Воздействие силы ослабло, и Лало удалось приподняться. Однако, он все еще находился в том же самом треугольнике. Злой дух рядом с ним зашипел и потянулся к нему горящими когтями.

— О, непрошеная душа, поторопившаяся явиться на мой зов, назови мне свое имя. — Казалось, Инас Йорл даже не заметил его падения, и Лало начал понимать, что колдовство требует терпения и крепких нервов.

Он поднялся на ноги и подошел к краю треугольника настолько близко, насколько смог осмелиться.

— Это я, Лало. Портретист. Инас Йорл, разве ты не узнаешь меня?

И пока ждал ответа, Лало понял вдруг, что сам он сразу узнал Инаса Йорла, и это было очень странно, ведь смысл приносящего страдания проклятия в том и заключался, что облик колдуна не мог долго сохраняться постоянным.
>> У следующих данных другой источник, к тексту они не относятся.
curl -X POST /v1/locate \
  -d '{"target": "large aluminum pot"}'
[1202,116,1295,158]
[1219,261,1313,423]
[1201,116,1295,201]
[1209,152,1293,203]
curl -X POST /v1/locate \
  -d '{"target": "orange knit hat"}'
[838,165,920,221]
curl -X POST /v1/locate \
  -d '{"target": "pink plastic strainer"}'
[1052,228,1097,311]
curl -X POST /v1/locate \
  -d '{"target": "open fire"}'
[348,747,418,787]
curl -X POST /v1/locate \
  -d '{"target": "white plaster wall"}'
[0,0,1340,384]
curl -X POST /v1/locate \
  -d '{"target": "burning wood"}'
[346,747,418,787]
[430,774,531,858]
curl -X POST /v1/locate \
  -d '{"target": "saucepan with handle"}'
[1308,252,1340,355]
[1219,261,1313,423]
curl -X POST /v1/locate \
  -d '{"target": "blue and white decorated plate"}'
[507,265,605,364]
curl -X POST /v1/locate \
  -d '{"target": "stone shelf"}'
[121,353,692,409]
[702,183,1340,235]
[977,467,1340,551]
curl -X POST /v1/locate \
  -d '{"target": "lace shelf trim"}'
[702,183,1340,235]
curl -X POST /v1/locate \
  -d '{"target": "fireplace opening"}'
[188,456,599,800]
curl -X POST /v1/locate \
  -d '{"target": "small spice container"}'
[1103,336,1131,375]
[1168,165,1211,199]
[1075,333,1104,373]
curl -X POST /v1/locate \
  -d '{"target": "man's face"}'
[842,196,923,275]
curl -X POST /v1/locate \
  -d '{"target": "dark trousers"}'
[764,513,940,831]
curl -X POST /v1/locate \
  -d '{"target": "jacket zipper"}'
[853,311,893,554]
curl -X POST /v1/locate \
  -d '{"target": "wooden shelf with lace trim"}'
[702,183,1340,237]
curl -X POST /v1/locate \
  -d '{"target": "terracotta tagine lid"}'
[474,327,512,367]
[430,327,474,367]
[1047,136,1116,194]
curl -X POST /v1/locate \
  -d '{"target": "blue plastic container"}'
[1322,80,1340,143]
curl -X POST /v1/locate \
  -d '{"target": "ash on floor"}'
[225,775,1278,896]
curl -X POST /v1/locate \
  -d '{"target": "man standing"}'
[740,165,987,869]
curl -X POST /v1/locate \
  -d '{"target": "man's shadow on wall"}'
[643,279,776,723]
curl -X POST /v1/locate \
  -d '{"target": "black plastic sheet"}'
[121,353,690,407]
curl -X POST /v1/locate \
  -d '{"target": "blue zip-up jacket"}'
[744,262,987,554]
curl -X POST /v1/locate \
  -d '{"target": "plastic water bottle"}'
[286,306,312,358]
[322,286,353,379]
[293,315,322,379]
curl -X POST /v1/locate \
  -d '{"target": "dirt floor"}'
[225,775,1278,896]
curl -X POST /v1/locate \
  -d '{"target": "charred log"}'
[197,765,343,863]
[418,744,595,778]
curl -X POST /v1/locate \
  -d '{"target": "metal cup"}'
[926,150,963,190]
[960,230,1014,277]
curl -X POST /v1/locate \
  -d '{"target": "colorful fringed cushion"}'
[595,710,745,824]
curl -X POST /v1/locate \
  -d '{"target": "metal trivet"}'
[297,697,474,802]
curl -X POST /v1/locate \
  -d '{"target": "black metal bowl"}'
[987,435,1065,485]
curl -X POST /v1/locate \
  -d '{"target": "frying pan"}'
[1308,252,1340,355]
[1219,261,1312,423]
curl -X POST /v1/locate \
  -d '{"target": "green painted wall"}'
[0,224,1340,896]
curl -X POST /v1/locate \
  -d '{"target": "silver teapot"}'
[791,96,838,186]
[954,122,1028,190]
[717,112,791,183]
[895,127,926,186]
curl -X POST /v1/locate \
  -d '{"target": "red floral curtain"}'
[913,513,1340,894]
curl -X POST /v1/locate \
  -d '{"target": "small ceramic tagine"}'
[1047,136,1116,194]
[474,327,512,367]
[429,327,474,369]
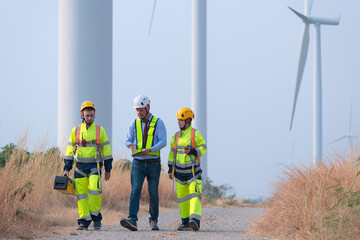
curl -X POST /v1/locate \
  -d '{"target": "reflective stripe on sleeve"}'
[179,193,200,203]
[175,167,201,173]
[187,174,200,186]
[175,178,187,185]
[190,213,201,221]
[104,155,113,160]
[75,167,87,177]
[89,210,100,216]
[175,162,200,168]
[80,215,91,221]
[89,189,101,196]
[77,157,102,163]
[64,156,74,160]
[101,141,110,147]
[195,148,201,157]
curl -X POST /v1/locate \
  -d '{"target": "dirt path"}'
[47,207,265,240]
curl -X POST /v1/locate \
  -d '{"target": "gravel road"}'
[52,207,265,240]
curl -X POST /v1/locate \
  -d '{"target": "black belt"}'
[134,158,160,163]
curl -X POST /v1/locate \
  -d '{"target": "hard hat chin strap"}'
[180,118,191,131]
[81,114,95,126]
[140,106,149,121]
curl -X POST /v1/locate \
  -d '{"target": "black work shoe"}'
[150,220,159,231]
[94,222,101,230]
[189,220,200,232]
[177,224,191,231]
[76,223,87,231]
[120,218,137,231]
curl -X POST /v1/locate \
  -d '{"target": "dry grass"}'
[249,148,360,240]
[0,139,176,238]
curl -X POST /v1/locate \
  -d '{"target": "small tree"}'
[0,143,15,167]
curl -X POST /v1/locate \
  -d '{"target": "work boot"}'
[189,220,200,232]
[177,224,191,231]
[120,218,137,231]
[150,220,159,231]
[76,223,87,231]
[94,222,101,230]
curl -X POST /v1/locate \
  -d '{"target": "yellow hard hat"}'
[80,101,95,114]
[176,107,195,120]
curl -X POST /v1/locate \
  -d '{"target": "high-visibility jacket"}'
[134,117,160,156]
[168,126,206,180]
[65,122,112,163]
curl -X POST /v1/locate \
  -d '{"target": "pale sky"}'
[0,0,360,198]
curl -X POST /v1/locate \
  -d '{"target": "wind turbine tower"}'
[58,0,113,147]
[149,0,208,182]
[191,0,208,182]
[289,0,339,166]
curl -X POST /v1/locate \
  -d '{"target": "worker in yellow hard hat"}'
[64,101,113,230]
[168,107,206,231]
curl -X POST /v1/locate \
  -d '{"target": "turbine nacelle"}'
[289,7,340,25]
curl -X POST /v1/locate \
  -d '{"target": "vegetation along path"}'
[48,207,265,240]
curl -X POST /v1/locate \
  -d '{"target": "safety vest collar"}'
[134,115,160,156]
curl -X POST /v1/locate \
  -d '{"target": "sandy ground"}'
[46,207,265,240]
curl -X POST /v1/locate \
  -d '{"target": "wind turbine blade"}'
[329,135,349,144]
[348,99,352,134]
[305,0,313,16]
[290,23,309,131]
[148,0,156,36]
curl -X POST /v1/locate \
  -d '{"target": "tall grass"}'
[0,140,176,238]
[250,148,360,240]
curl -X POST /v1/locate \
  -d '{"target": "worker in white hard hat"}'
[120,95,166,231]
[64,101,113,230]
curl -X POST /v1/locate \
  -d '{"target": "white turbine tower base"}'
[289,0,339,166]
[58,0,113,150]
[191,0,208,182]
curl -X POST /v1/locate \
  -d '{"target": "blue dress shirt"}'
[125,114,166,160]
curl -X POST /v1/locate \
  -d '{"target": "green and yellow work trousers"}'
[176,178,202,226]
[75,168,102,227]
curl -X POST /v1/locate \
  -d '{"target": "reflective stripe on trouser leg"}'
[189,179,202,222]
[88,175,101,216]
[75,177,91,220]
[176,182,190,218]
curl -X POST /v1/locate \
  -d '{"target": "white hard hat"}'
[134,95,150,108]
Заворожено Лало посмотрел в истинное лицо чародея.

Он увидел в нем гнев и злость, лежащие за пределами его понимания, через которые лишь слегка проступали признаки проницательности и мучительной любви. В этом лице нашло отражение все великое и ужасное, что составляло внутренний конфликт, переживаемый чародеем, смягчить который могло бы только медленное течение безнадежных лет. И эти годы наступили уже очень давно. Черты его лица были вырезаны безжалостным клинком власти, а затем отшлифованы добротой, придаваемой страданием, и мучительным отчаянием. Ему стало понятно, почему чародей отказался от предложения Лало написать его портрет, и было бы очень интересно узнать, какую же часть своего портрета Инас Йорл больше всего боялся увидеть.

— Инас Йорл, я знаю тебя, но я не знаю, кто я теперь и почему я здесь!
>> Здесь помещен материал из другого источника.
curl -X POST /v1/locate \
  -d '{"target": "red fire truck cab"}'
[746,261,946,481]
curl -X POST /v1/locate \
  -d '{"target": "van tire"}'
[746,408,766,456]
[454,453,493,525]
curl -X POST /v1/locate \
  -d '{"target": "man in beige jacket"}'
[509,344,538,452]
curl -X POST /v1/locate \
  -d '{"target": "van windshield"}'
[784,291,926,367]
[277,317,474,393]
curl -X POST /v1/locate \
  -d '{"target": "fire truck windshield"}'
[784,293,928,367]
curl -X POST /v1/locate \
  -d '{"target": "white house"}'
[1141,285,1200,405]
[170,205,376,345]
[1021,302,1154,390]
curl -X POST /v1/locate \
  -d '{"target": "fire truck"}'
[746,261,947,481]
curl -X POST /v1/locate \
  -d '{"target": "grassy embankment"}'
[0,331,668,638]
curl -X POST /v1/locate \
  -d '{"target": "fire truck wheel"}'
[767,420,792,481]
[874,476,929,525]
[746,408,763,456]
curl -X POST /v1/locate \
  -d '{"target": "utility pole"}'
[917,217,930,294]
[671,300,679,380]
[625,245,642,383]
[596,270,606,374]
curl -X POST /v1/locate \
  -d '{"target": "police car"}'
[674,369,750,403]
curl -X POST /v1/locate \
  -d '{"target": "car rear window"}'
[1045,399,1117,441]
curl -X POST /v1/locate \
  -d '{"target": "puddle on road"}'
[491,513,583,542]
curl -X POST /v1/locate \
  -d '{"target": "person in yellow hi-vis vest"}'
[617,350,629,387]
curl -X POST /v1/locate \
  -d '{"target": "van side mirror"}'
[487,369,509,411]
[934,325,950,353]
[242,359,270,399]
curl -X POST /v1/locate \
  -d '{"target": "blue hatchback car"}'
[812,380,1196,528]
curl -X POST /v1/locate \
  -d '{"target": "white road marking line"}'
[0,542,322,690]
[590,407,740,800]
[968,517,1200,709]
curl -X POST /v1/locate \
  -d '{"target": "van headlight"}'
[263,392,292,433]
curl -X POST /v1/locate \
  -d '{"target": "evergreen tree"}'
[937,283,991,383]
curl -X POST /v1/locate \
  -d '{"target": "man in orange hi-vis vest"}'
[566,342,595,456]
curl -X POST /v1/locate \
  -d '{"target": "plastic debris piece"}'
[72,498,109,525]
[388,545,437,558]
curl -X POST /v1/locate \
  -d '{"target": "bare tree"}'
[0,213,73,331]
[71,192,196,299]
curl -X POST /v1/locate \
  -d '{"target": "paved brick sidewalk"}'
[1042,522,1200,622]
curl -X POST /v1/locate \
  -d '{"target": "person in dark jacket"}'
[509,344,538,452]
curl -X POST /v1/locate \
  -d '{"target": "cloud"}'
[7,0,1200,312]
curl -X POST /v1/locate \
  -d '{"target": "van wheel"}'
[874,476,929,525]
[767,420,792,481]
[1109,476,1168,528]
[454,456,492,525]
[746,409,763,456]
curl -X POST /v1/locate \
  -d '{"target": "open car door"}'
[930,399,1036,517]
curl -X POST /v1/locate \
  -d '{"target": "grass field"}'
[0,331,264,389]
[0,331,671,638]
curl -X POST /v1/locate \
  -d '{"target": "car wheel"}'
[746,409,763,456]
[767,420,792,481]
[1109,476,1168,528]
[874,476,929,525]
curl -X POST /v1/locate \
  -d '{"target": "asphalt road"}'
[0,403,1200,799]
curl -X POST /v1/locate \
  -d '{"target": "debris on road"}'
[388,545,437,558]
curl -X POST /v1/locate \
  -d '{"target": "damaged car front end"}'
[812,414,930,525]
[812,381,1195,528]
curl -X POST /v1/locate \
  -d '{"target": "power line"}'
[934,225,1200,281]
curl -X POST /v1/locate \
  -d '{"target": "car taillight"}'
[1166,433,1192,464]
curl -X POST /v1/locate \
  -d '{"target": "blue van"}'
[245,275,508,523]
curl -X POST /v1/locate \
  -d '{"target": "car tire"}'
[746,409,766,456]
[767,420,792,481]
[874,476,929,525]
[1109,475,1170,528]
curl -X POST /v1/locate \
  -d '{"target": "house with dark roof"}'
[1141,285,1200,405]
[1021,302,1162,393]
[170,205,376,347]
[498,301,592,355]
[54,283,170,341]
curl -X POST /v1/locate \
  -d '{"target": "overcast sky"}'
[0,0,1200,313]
Определенно, колдун теперь заметил его и рассмеялся.

— Ты не умер, если это то, что больше всего беспокоит тебя, и здесь нет и тени волшебства. У тебя что, была лихорадка или та гора, на которой ты женат, ударила тебя так, что ты потерял сознание?

Лало отрицательно покачал головой, пытаясь припомнить.
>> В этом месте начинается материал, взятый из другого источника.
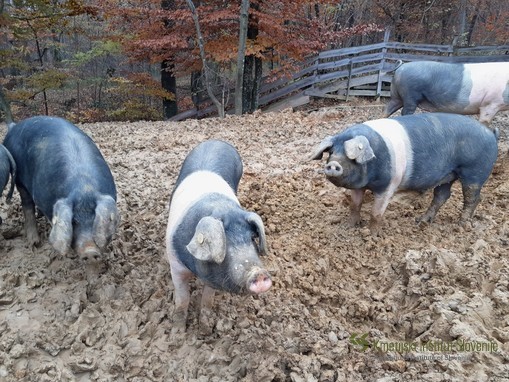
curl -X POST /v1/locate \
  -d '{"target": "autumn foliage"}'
[0,0,509,120]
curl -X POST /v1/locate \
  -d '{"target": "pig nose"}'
[247,270,272,294]
[79,245,101,261]
[324,161,343,176]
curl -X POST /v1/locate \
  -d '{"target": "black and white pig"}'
[0,145,16,224]
[384,61,509,126]
[4,116,119,260]
[310,113,498,234]
[166,140,272,330]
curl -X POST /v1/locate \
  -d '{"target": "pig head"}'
[49,195,120,260]
[309,135,375,188]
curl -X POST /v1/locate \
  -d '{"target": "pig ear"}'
[186,216,226,264]
[93,195,120,249]
[49,199,72,255]
[344,135,375,164]
[308,136,334,161]
[247,212,269,256]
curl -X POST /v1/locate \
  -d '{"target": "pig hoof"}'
[348,218,361,228]
[415,214,433,224]
[200,310,215,336]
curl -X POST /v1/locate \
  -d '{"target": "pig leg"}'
[384,94,403,118]
[349,190,364,227]
[169,255,192,332]
[18,186,41,248]
[200,285,215,334]
[416,182,453,223]
[461,183,481,221]
[479,105,498,127]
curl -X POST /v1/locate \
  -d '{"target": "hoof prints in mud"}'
[0,107,509,381]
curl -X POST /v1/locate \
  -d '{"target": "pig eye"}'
[251,233,260,251]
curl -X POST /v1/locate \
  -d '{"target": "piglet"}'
[166,140,272,331]
[310,113,498,234]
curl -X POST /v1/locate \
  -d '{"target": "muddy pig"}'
[310,113,498,234]
[4,116,119,260]
[384,61,509,126]
[0,145,16,224]
[166,140,272,330]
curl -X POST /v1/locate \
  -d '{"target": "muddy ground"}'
[0,104,509,382]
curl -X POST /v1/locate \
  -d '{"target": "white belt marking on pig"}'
[364,119,413,206]
[463,62,509,113]
[166,171,240,255]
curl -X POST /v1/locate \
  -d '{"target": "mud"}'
[0,105,509,382]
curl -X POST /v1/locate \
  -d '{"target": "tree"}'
[161,0,178,119]
[235,0,249,115]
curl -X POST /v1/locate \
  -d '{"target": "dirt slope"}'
[0,105,509,382]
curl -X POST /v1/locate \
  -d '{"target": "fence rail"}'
[172,31,509,120]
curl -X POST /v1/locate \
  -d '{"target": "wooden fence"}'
[172,31,509,120]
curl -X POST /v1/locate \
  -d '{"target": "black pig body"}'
[4,116,119,260]
[166,140,272,328]
[311,113,498,232]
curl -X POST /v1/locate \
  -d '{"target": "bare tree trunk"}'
[27,20,49,115]
[242,3,262,113]
[458,0,467,46]
[161,0,178,119]
[235,0,249,115]
[186,0,224,118]
[0,88,13,125]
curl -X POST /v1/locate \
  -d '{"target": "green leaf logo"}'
[350,333,369,351]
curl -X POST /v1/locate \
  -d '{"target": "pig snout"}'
[247,267,272,294]
[324,161,343,177]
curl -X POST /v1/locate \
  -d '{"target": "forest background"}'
[0,0,509,122]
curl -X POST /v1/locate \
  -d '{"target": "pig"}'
[0,144,16,224]
[309,113,498,235]
[166,140,272,331]
[384,61,509,126]
[4,116,119,260]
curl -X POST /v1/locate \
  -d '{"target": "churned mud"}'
[0,105,509,382]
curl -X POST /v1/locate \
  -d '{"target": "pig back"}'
[175,140,243,193]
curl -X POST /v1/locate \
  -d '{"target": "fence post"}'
[376,28,391,102]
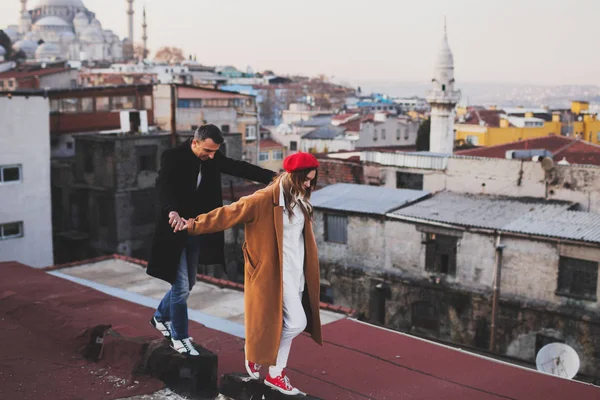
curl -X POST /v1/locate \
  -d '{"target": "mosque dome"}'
[34,15,70,28]
[34,0,85,8]
[35,43,60,61]
[13,39,38,58]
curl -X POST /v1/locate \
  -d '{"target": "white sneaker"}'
[171,337,200,356]
[150,317,171,339]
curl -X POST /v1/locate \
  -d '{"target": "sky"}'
[0,0,600,85]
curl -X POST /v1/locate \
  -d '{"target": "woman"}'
[186,153,322,395]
— Да ничего подобного не было — я просто рисовал, я был один, и….

Колдун внезапно стал серьезным.

— Ты рисовал? Наверное, самого себя? Теперь я понимаю. Бедный маленький карась — ты приоткрыл запретную плотину и был унесен через нее в открытое море. Те, чьи портреты ты написал, могут отрицать истинность того, что они видят на них, но ты не можешь отказаться оттого, что ты рисуешь на холсте без отрицания самого себя.

Лало молчал, пытаясь припомнить все, что с ним произошло. Он рисовал картину, затем отступил от холста, когда она была завершена, и увидел… Голова закружилась, сознание покинуло его — и он упал в глубокую пропасть, наполненную спиралями света и тьмы, стремящуюся поглотить его. Потом какая-то неведомая сила подхватила художника и он оказался перед фасадом, который был ему хорошо известен.

— Таким образом ты убежал как от реальности, так и от изображения, а твое тело лежит сейчас где-то покинутое. Я могу вернуть тебя в него, если ты действительно этого хочешь — но разве ты не понимаешь? Теперь ты свободен! Знал бы ты, что бы я отдал, чтобы достичь того, чего ты невольно… — колдун прервал сам себя. — Но я забыл. Твое тело здорово и молодо…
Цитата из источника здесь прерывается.